Abdülhamid II. (* 21. September 1842 in Istanbul; † 10. Februar 1918 ebenda) war vom 31. August 1876 bis zum 27. April 1909 Sultan des Osmanischen Reiches. Er war der zweite Sohn des Sultans Abdülmecid und folgte seinem Bruder Murad V. nach dessen Absetzung auf dem Thron.

Abdülhamid begleitete 1867 seinen Onkel, den Sultan Abdülaziz, bei seiner Reise nach England und Frankreich. Man hielt ihn für einen Anhänger liberaler Prinzipien, und die konservativeren unter seinen Untertanen neigten noch Jahre nach seiner Thronbesteigung dazu, ihn mit Argwohn zu betrachten, da sie ihn für einen zu glühenden Reformer hielten.

Aber die Umstände in seinem Land bei seiner Regierungsübernahme waren einer liberalen Entwicklung nicht gerade zuträglich. Zahlungsverzug bei den öffentlichen Ausgaben und eine leere Schatzkammer, die Aufstände in Bosnien und Herzegowina, der Krieg mit Serbien und Montenegro, schließlich der Eindruck, den man in ganz Europa durch die bei der Unterdrückung der bulgarischen Aufstände angewandten Methoden hinterlassen hatte: all das zusammen zeigte dem neuen Sultan, dass er von den europäischen Großmächten wenig Hilfe erwarten konnte. Er klammerte sich aber immer noch an die Hoffnung, von Großbritannien unter allen Umständen unterstützt zu werden, obwohl britische Staatsmänner ihm zumindest zuletzt wenig Grund für diesen Glauben gegeben hatten. Aus diesem Grund lehnte er es hartnäckig ab, den dringenden Forderungen der Mächte Gehör zu schenken, die notwendigen Reformen durchzuführen.

Die internationale Konferenz, die Ende 1876 in Istanbul zusammenkam, wurde in der Tat von Gewehrsalven aufgeschreckt, die die Bekanntmachung einer Konstitution verkündeten. Aber die Forderungen der Konferenz wurden trotz der feierlichen Warnungen, die an den Sultan gerichtet wurden, abgelehnt. Midhat Pascha, der Urheber der Konstituion, wurde ins Exil verbannt; und bald darauf wurde sein Werk außer Kraft gesetzt. Anfang 1877 folgte der verheerende Krieg mit Russland. Die harten Bedingungen, die Abdülhamid durch den Frieden von San Stefano aufgezwungen wurden, wurden in gewissem Umfang im Berliner Kongress abgemildert, hauptsächlich auf Initiative der britischen Diplomatie.
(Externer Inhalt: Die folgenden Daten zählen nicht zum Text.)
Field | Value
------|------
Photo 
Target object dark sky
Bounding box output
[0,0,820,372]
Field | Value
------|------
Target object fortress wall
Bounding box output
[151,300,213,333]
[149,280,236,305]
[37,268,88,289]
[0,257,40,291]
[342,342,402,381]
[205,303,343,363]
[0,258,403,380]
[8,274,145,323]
Zu dieser Zeit hatte der Sultan jegliches Vertrauen in England verloren; er meinte, in Deutschland den zukünftigen Freund des Osmanischen Reiches zu erkennen. Die Vormachtstellung des Deutschen Reichs sah er dadurch bestätigt, dass dessen Hauptstadt für den Kongress ausgewählt worden war. Er beeilte sich, Deutsche für die Neuorganisation seiner Finanzen und der Armee zu beauftragen, und mit der Entschlossenheit, sein Reich trotz der umgebenden Schwierigkeiten zusammenzuhalten, machte er sich daran, den Ausländern Steine aus dem Weg zu räumen. Allmählich versuchte er die Zügel der absoluten Macht in seine Hände zu nehmen, da er seinen Ministern, nicht ungerechtfertigt, misstraute.

Finanzielle Verlegenheiten zwangen ihn, einer fremden Kontrolle über die Staatsschulden zuzustimmen, und der Erlass vom Dezember 1881, mit dem viele der Staatseinnahmen zugunsten der Gläubiger an die Dette Publique weitergeleitet wurden, war ein Prinzipienbruch, dem er nur mit Widerwillen zustimmte.
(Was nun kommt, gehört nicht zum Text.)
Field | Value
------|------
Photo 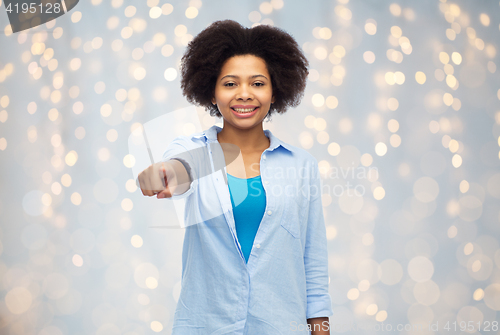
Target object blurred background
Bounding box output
[0,0,500,335]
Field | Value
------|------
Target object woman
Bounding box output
[139,20,332,335]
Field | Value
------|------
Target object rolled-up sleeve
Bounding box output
[304,159,333,319]
[162,137,198,200]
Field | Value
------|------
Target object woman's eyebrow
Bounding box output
[220,74,269,80]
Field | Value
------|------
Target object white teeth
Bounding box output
[233,108,255,113]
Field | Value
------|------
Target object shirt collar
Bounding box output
[192,125,295,152]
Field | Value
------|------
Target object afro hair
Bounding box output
[181,20,309,118]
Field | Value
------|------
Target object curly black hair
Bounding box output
[180,20,309,118]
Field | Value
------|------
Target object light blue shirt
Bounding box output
[227,174,266,262]
[163,126,333,335]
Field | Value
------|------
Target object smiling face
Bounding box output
[212,55,274,129]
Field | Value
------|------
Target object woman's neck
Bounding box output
[217,123,271,153]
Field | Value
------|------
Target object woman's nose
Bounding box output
[238,85,252,99]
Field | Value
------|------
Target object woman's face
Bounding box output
[212,55,274,129]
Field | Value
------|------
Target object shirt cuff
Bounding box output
[306,293,333,319]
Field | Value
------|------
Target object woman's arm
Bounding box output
[307,317,330,335]
[304,158,333,319]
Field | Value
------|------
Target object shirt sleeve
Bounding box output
[161,137,198,200]
[304,159,333,319]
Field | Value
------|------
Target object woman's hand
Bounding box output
[138,159,190,199]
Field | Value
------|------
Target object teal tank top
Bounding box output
[227,173,266,263]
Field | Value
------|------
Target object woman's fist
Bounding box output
[138,159,190,198]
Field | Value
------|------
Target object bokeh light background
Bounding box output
[0,0,500,335]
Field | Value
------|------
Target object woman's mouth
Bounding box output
[231,107,259,118]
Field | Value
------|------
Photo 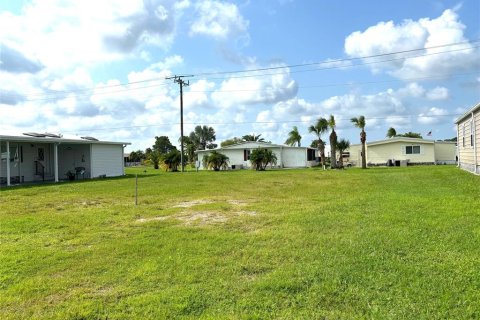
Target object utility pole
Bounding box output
[166,76,192,172]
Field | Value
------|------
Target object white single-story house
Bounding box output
[347,137,457,166]
[0,132,130,186]
[196,141,318,169]
[455,103,480,174]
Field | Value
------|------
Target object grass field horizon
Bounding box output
[0,166,480,319]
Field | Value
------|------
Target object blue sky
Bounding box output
[0,0,480,150]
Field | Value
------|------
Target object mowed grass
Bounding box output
[0,166,480,319]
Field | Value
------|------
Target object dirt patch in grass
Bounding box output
[135,200,257,226]
[135,216,170,223]
[173,200,215,208]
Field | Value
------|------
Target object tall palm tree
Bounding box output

Probleme in Ägypten, wo ein diskreditierter Chedive abgesetzt werden musste, und Probleme an der griechischen Grenze und in Montenegro, wo die europäischen Mächte fest entschlossen waren, die Entscheidungen des Berliner Kongresses durchzusetzen, konnten mehr oder weniger zufriedenstellend gelöst werden. In seiner Haltung gegenüber Ahmad Urabi Pascha, der ab 1881 die Urabi-Bewegung gegen die Herrschaft den Vizekönig von Ägypten anführte, zeigte Abdülhamid nicht seine gewöhnliche Klugheit, und die sich ergebende Festigung von Englands Einfluss auf das Land trug zur weiteren Entfremdung von seinem alten Alliierten bei. Die Vereinigung von Bulgarien mit Ostrumelien 1885, deren Trennung der große Triumph des Berliner Kongresses gewesen war, war ein weiterer Tiefschlag. Wenige Leute südlich des Balkans träumten davon, dass Bulgarien mehr als eine russische Provinz sein könnte, und man befürchtete die Konsequenzen der Vereinigung, bis man sah, dass Russland sie tatsächlich missbilligte.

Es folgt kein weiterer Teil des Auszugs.